No matter the reason you need one, a properly completed and notarized general affidavit form can provide you with peace of mind knowing you have a sworn statement supporting your position.
How to fill out a general affidavit form
The Texas general affidavit format requires that you, the affiant, fill in your personal information, such as name and address, as well as the place and date of signing. Because you need to have your signature verified by a notary public, you also need to provide valid identification, such as a driver's license, state-issued identification card, or passport.
A general affidavit statement may comprise a recitation of certain events while a general affidavit of denial would include a specific rejection of particular facts.
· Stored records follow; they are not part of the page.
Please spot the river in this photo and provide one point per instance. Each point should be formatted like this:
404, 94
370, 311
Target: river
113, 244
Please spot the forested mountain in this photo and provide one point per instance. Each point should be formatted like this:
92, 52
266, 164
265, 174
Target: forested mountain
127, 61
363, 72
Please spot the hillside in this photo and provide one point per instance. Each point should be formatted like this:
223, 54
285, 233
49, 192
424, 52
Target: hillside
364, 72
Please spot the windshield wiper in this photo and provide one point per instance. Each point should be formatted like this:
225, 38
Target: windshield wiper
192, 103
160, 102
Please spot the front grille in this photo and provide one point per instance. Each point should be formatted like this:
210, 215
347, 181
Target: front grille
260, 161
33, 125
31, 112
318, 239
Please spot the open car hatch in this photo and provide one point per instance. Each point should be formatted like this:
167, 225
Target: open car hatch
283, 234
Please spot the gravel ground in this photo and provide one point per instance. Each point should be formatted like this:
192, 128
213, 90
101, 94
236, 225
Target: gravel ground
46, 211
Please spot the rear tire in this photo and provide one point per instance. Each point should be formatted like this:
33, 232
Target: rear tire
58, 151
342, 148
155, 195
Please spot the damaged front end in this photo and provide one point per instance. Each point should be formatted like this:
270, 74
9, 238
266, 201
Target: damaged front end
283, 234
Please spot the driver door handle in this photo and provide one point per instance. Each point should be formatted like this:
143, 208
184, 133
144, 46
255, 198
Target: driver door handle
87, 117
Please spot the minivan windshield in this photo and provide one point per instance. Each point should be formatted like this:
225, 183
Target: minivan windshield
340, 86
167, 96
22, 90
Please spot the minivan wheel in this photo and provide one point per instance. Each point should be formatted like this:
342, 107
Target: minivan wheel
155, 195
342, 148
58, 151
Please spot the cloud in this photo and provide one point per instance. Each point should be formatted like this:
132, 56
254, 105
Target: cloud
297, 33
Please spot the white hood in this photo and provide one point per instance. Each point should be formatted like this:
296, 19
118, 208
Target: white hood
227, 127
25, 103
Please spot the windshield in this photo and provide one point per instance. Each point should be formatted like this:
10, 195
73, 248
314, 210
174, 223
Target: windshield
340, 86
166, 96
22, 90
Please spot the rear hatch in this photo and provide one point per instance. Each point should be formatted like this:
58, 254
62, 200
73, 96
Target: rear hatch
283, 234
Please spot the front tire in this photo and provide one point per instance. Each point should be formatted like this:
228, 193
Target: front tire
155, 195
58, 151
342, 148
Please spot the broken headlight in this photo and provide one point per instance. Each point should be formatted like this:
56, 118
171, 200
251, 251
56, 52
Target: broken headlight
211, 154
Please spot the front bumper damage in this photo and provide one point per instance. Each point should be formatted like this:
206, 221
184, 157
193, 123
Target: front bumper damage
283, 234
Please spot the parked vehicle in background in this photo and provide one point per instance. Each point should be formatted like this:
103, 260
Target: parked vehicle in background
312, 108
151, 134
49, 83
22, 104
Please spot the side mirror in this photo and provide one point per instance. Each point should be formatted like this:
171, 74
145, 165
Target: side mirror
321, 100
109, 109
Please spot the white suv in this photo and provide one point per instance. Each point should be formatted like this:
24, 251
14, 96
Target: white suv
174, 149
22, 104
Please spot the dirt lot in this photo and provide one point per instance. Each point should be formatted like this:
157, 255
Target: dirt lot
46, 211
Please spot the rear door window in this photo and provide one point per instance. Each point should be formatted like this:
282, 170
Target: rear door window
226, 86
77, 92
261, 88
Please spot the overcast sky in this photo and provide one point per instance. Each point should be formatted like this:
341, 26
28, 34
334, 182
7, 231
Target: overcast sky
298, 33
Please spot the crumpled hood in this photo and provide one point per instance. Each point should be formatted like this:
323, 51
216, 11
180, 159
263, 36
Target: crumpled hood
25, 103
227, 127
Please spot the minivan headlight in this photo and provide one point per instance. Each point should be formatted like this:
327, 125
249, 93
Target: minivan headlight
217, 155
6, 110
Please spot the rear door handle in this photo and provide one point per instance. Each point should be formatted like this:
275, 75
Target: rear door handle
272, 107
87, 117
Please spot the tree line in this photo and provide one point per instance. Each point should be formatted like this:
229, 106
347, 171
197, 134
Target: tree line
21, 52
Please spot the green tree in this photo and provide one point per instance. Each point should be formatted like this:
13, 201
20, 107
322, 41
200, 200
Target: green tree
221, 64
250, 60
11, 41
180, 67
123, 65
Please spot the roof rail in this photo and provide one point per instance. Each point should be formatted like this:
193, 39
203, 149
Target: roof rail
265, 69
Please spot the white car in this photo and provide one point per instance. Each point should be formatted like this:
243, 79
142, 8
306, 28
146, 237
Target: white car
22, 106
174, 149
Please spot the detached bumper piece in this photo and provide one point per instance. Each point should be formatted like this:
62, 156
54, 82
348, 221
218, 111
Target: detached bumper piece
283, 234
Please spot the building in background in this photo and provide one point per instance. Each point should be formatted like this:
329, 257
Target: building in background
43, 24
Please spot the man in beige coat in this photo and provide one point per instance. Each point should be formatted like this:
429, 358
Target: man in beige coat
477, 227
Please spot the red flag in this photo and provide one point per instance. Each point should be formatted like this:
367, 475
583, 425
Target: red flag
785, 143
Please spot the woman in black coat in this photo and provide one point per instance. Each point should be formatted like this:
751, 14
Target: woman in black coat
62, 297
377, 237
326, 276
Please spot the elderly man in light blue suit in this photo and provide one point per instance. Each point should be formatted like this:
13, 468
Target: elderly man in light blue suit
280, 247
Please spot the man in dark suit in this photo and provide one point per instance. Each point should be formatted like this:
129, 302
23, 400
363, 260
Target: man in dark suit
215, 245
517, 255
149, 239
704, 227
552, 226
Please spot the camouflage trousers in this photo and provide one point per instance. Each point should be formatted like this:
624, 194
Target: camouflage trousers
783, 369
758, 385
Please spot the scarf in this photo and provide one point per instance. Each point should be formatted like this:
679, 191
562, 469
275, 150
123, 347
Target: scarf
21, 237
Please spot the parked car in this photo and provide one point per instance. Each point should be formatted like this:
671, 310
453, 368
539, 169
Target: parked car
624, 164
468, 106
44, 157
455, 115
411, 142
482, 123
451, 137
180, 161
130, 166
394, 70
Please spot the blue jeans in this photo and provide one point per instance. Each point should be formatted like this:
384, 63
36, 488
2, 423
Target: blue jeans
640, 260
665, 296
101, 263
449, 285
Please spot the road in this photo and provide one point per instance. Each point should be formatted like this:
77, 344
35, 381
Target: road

In either case, the affidavit should be written from your point of view and to the best of your knowledge. Strive to include as much relevant information as possible while also keeping the document concise and to the point. If you are missing information or the facts you've supplied are incomplete, the affidavit could end up not being the valuable legal resource you had intended.
Also remember that in an affidavit, you are swearing to the veracity of the contents of the document and are doing so under oath and the potential penalties of perjury. Accordingly, you must be sure that the text of the document is true as far as you know.
Notarizing an affidavit
Once you have filled out the important details on the general affidavit, you must have the document notarized, for which you must appear in person at a notary public in Texas. The notary must verify your identity and see you sign the general affidavit form.
To further simplify the process, Texas also allows for electronic notarization, the process for which is quite similar to any other notarization. Most notably, the affiant must appear in person with the notary to acknowledge the document. When conducting transactions electronically, pay special attention to the provisions of the Texas Uniform Electronic Transaction Act (TUETA) to make sure you're in compliance.
If you're ready to prepare a sworn, written statement, a Texas general affidavit form may be just what you need to get started. To be sure you have met all the requirements for a valid affidavit, you may also wish to consult with an experienced attorney or online service provider.